I hate ‘Friends’
I’ve always hated ‘Friends’
I’ve hated it since it debuted in ’94 and them roommates and I were dirt poor, living in Greenpoint, Brooklyn and it took TWO subway rides to get anywhere. The roomies and I would lambast the show for its sheer ‘un-New York-ness’. No one we knew had giant apartments like that. There were no strikingly attractive people living across the hall from us. Our ‘wacky adventures’ were rollerblading the city streets looking for the cheapest food and ale we could find.
But I can’t get that damn theme song out of my head.
2nd gear. Stuck. Summer break with 2 kids who are bored. Family vacations stuck in the car driving for hours. Summer camps (special needs for lil’ Art Director and chess camp for Jr. lil’ Art Director).
Playdates with other kids. And I truly believe Sartre is being misquoted when he said ‘Hell is other people’ – I think he mean to say ‘Hell is other people’s kids’ – either I have some sort of ‘vibe’ kids pick up on, or there is a serious parenting crisis in the country; but it seems that if I show even the slightest interest / interaction with anyone my kids are playing with, they instantly glom on to me and demand my attention. Its almost as if they’re neglected by every single adult in their lives and they are starved for grown up attention.
Rant over. Seeing that I haven’t written since April- I can totally relate to the whole ‘stuck in 2nd gear’ motif. Even though things HAVE been moving forward.

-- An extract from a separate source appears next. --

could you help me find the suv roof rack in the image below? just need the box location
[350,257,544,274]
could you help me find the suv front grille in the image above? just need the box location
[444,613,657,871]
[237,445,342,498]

I’ve been slowly plugging away at the mobile game – and despite the struggles of adding the Curved World effect that it seems is necessary for all infinite runners these days, its getting closer to release. The biggest issue, of course, is the impostor syndrome nagging of ‘is it any good?’ Which I’m sure will plague me 10 years down the road after the internet has shredded it, mocked me into a cave-living hermit.
I’ve been playing around with AI stuff as well – I tried plugging my game into Midjourney, and this is what was spat out – and I kinda like it as a starting point, so it might become the logo for the mobile game. After some edits. Painting it from scratch. Adding my kid’s handwritten font. Redoing it again cause I don’t like it. BUT – I do see the potential for faster iterating of ideas, maybe not the actual art creation, but just quickly throwing out stuff to see what get the creative juices flowing.
Lastly – I got an intern! A fellow Oculus Launch Pad dev (who also happens to be a new media professor at a nearby college) approached me with a student who wants to learn VR dev and I have to say; as SOON as I get a dime of funding, I’m hiring this guy. Its been so long since I’ve done any collaborative work with someone else, that I had forgotten that people can bring a whole different kind of creativity to the table. The animation above really drove that point home. I would have given this character a skootchy, wiggly type of dragging on the ground movement, but instead my intern gave it this vertical, bounciness that I totally adore. Having a different viewpoint can be completely eye-opening.
Keep your eyes peeled – crowdfunding is coming soon!